Not that I believe there are any deities of any kind whatsoever, but evil and suffering still leave room for an indifferent or a sadistic god, or a deity with limited power to intervene.

That raises the question, however, of whether an entity lacking either compassion or omnipotence can reasonably be called a god. It's not the god of most modern monotheistic traditions.

The typical "God works in mysterious ways" explanations for how God can be both compassionate and omnipotent, while still allowing all of the suffering we see and experience, strike me as incoherent, desperate and lame.

AtheistCrusader

(33,982 posts)
6. I idenfity strongly with the imagery the character of Ivan puts forth.
Wed Aug 27, 2014, 01:23 AM
Aug 2014

I diverge in that, I go one step further, and while I don't believe, if I did, I would hold the god of the Abrahamic faiths to be the most abhorrent hypothetical supreme lunatic ever conceived. Ivan wants to believe, or does believe, but does not accept the Christian scapegoating proposition.

As a person who has always been an atheist, I'm one step back from that. I've never believed at all, but if I did, hypothetically, I am familiar enough with the concept that I know I would reject it utterly, even if I could be encouraged to take it seriously.

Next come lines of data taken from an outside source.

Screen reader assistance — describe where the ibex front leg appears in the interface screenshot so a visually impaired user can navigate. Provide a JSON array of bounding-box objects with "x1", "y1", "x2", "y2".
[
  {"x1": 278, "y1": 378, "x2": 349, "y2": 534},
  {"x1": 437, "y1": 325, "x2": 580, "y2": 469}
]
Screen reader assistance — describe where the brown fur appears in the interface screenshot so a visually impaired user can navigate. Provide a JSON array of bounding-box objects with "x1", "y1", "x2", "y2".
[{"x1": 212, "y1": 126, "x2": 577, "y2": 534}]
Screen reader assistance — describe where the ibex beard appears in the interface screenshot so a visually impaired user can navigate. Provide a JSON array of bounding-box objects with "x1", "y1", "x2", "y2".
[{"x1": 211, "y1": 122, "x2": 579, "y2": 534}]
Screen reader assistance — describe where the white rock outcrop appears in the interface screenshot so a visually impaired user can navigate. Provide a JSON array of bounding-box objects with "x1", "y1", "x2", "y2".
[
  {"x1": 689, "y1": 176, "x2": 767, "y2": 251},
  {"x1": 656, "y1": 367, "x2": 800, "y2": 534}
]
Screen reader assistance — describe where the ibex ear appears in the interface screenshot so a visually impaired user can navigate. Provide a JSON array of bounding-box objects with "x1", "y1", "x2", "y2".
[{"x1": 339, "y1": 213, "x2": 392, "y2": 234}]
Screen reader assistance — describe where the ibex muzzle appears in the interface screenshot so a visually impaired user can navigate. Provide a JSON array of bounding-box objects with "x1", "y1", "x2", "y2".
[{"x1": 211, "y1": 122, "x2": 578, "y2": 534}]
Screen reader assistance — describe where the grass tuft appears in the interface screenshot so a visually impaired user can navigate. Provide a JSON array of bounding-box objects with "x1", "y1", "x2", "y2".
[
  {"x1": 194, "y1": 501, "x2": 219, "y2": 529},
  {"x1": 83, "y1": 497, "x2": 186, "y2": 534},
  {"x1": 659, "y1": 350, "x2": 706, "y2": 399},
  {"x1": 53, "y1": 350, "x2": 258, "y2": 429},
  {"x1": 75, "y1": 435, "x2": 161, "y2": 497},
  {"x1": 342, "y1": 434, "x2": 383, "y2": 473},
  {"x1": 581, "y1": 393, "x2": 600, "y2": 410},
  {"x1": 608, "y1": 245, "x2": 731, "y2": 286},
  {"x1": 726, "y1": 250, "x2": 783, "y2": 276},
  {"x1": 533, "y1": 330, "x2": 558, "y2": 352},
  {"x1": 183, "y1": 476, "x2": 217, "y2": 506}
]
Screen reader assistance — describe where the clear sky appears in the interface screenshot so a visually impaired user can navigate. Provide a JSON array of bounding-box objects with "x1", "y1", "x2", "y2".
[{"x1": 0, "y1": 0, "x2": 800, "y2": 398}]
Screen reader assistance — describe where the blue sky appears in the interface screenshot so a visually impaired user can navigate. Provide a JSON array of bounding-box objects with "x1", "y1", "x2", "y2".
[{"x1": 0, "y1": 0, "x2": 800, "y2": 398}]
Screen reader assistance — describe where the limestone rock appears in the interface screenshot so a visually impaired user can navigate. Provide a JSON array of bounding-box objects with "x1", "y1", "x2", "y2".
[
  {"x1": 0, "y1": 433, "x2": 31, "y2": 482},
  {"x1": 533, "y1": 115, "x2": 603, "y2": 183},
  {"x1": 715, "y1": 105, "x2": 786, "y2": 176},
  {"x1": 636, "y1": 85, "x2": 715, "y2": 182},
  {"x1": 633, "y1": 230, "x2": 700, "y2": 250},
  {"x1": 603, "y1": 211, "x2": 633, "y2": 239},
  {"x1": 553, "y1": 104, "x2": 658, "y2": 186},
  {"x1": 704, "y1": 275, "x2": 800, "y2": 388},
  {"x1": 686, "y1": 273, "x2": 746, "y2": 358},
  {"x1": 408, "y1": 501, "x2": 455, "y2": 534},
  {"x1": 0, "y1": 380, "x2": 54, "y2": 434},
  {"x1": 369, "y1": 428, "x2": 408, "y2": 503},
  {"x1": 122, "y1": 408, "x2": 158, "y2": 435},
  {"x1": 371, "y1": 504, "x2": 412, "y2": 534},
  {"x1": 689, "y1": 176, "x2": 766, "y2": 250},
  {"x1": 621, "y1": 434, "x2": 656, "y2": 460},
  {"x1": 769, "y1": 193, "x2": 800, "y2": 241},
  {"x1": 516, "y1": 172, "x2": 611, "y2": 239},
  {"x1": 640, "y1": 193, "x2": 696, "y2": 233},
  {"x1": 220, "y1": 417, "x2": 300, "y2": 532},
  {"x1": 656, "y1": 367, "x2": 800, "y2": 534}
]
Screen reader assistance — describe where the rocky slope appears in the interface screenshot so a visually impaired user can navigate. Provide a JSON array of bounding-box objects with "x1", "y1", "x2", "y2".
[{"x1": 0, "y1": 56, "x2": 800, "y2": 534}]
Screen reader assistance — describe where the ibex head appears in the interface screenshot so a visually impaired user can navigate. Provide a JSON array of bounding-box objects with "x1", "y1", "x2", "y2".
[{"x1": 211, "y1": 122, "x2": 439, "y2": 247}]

The 'problem of evil' reinforces, but is not the source of my lack of faith. So too, is heaven, as was recently brought up, because sin is often considered an outgrowth of knowledge and will. Heaven has no sin. SO I sure as hell don't want to go there, as apparently one must surrender either or both knowledge and will at the door. Pass.


I find Ivan's proposition a useful illustration for the inherent immorality of the christian scapegoating proposition of jesus's preordained and inevitable torture, murder, and resurrection as payment for our 'sins'. It is interesting that even though Dostoyevsky was a christian, he provides one of the strongest rhetorical attacks upon christianity I have ever seen.